Since 1973, at least 185 people have been freed from death row after evidence of innocence revealed that they had been wrongfully convicted. That’s almost one person exonerated for every ten who’ve been executed. Wrongful convictions rob innocent people of decades of their lives, waste tax dollars, and re-traumatize the victim’s family, while the people responsible remain unaccountable.

If this many death row inmates have been found innocent, how many more have lost their lives unjustly? Unlike life imprisonment, capital punishment is a final solution that cannot be reversed, and I am not too fond of the idea of trusting the government to make such a decision. Juries can be flawed. Prosecutors can be corrupt. There are simply far too many ways for an innocent person to be put to death for a crime they did not commit.

The bottom line is that if one is going to support the death penalty, they have to be willing to accept that the state will kill innocent people who are not guilty of the crime for which they are being punished. This doesn’t mean a capital punishment supporter likes that innocent people are losing their lives; rather, it just means that is a consequence they are willing to accept, as long as it also means truly guilty people will also be executed.

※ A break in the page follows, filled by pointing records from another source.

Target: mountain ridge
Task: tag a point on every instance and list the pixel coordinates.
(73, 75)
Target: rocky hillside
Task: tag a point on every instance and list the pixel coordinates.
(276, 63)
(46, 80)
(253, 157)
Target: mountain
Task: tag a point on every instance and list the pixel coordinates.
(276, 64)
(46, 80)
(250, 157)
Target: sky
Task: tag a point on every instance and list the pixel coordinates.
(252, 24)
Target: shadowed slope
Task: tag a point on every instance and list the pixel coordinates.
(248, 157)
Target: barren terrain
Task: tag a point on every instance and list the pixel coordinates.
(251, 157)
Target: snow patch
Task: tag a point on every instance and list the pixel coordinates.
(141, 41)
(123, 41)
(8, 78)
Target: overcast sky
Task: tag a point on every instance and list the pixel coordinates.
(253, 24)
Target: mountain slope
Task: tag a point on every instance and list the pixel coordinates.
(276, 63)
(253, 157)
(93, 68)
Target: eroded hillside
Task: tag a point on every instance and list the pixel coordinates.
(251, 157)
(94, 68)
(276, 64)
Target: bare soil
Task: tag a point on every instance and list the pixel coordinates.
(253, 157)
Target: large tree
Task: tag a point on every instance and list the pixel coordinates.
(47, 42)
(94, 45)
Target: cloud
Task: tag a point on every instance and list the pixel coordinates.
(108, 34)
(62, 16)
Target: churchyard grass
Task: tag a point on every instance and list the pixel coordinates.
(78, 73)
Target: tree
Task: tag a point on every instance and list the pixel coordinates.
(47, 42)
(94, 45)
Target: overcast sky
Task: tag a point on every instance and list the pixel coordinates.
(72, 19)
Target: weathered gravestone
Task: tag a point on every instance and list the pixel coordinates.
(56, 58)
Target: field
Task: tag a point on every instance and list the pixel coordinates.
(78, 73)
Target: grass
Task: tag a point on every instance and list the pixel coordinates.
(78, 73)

Being pro-life, I simply cannot accept such an eventuality. If someone is unjustly given a life sentence, at least that person can be released after new evidence emerges. They can also seek relief from the courts. It is not an optimal scenario, but at least the person can live out the rest of their lives. I believe this is probably the main reason why so many conservatives are turning against capital punishment. It will take more time, but if this trend persists, the U.S. might not have a death penalty in a couple more decades.